From 3f05317d9889ab75c7190dcd39491d2a97921984 Mon Sep 17 00:00:00 2001

From: Eric Biggers <ebiggers@google.com>

Date: Fri, 13 Apr 2018 15:35:30 -0700

Subject: [PATCH] ipc/shm: fix use-after-free of shm file via

 remap_file_pages()

Git-commit: 3f05317d9889ab75c7190dcd39491d2a97921984

Patch-mainline: v4.17-rc1

References: bnc#1102512

syzbot reported a use-after-free of shm_file_data(file)->file->f_op in

shm_get_unmapped_area(), called via sys_remap_file_pages().

Unfortunately it couldn't generate a reproducer, but I found a bug which

I think caused it.  When remap_file_pages() is passed a full System V

shared memory segment, the memory is first unmapped, then a new map is

created using the ->vm_file.  Between these steps, the shm ID can be

removed and reused for a new shm segment.  But, shm_mmap() only checks

whether the ID is currently valid before calling the underlying file's

->mmap(); it doesn't check whether it was reused.  Thus it can use the

wrong underlying file, one that was already freed.

Fix this by making the "outer" shm file (the one that gets put in

->vm_file) hold a reference to the real shm file, and by making

__shm_open() require that the file associated with the shm ID matches

the one associated with the "outer" file.

Taking the reference to the real shm file is needed to fully solve the

problem, since otherwise sfd->file could point to a freed file, which

then could be reallocated for the reused shm ID, causing the wrong shm

segment to be mapped (and without the required permission checks).

Commit 1ac0b6dec656 ("ipc/shm: handle removed segments gracefully in

shm_mmap()") almost fixed this bug, but it didn't go far enough because

it didn't consider the case where the shm ID is reused.
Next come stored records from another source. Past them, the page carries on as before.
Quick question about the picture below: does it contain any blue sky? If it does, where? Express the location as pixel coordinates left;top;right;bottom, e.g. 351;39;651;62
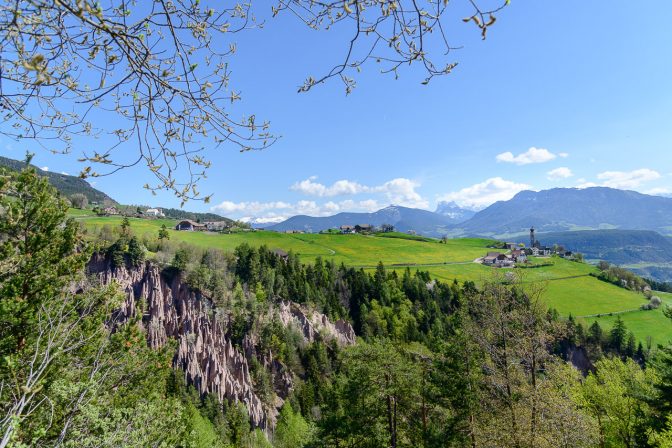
0;0;672;221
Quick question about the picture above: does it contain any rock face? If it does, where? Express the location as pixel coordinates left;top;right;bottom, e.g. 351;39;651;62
278;301;355;345
89;257;268;428
89;255;355;429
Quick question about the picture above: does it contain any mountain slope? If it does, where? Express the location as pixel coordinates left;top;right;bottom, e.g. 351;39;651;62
516;230;672;264
454;187;672;237
0;156;117;205
434;201;476;223
267;205;455;237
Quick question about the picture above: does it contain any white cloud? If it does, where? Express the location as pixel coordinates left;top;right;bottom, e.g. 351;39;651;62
497;146;569;165
372;177;429;208
439;177;532;209
597;168;661;189
210;199;382;223
290;176;429;208
546;166;574;180
577;168;666;189
290;176;369;197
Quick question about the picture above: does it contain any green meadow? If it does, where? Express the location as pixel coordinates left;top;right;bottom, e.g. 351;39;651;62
70;210;672;343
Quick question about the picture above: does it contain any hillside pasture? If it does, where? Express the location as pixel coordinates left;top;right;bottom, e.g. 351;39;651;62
75;214;672;343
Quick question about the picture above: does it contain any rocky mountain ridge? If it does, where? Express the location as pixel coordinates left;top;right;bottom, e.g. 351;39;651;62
88;255;355;429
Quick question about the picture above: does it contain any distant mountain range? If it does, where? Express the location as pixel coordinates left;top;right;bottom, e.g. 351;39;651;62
0;156;117;205
434;201;476;224
266;205;470;237
451;187;672;238
513;230;672;265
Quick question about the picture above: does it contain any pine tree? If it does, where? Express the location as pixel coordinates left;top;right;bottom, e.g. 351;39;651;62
0;168;90;354
159;224;170;240
609;316;628;355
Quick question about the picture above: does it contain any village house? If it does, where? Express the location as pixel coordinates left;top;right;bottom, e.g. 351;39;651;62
103;207;119;215
273;249;289;263
511;249;527;263
355;224;373;233
203;221;231;232
483;252;501;265
338;225;355;233
175;219;207;232
145;208;166;218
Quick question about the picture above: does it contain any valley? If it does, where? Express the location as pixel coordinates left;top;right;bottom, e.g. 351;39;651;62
70;209;672;344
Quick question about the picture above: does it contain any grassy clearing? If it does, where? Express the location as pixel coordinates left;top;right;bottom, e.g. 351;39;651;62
585;309;672;347
73;213;492;266
70;214;672;343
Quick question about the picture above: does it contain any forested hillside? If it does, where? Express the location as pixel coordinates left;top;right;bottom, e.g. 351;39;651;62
0;166;672;448
0;156;116;205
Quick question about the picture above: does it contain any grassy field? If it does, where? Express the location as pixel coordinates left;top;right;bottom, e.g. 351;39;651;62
71;214;492;267
70;210;660;343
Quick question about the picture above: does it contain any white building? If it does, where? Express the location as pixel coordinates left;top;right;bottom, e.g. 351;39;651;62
145;208;166;218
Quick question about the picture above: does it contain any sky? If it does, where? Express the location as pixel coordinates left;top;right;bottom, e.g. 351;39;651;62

The following program usually reproduces this bug:

	#include <stdlib.h>

	#include <sys/shm.h>

	#include <sys/syscall.h>

	#include <unistd.h>

	int main()

	{

		int is_parent = (fork() != 0);

		srand(getpid());

		for (;;) {

			int id = shmget(0xF00F, 4096, IPC_CREAT|0700);

			if (is_parent) {

				void *addr = shmat(id, NULL, 0);

				usleep(rand() % 50);

				while (!syscall(__NR_remap_file_pages, addr, 4096, 0, 0, 0));

			} else {

				usleep(rand() % 50);

				shmctl(id, IPC_RMID, NULL);

			}

		}

	}

It causes the following NULL pointer dereference due to a 'struct file'

being used while it's being freed.  (I couldn't actually get a KASAN

use-after-free splat like in the syzbot report.  But I think it's

possible with this bug; it would just take a more extraordinary race...)

	BUG: unable to handle kernel NULL pointer dereference at 0000000000000058

	PGD 0 P4D 0

	Oops: 0000 [#1] SMP NOPTI

	CPU: 9 PID: 258 Comm: syz_ipc Not tainted 4.16.0-05140-gf8cf2f16a7c95 #189

	Hardware name: QEMU Standard PC (i440FX + PIIX, 1996), BIOS 1.11.0-20171110_100015-anatol 04/01/2014

	RIP: 0010:d_inode include/linux/dcache.h:519 [inline]

	RIP: 0010:touch_atime+0x25/0xd0 fs/inode.c:1724

	[...]

	Call Trace:

	 file_accessed include/linux/fs.h:2063 [inline]

	 shmem_mmap+0x25/0x40 mm/shmem.c:2149

	 call_mmap include/linux/fs.h:1789 [inline]

	 shm_mmap+0x34/0x80 ipc/shm.c:465

	 call_mmap include/linux/fs.h:1789 [inline]

	 mmap_region+0x309/0x5b0 mm/mmap.c:1712

	 do_mmap+0x294/0x4a0 mm/mmap.c:1483

	 do_mmap_pgoff include/linux/mm.h:2235 [inline]

	 SYSC_remap_file_pages mm/mmap.c:2853 [inline]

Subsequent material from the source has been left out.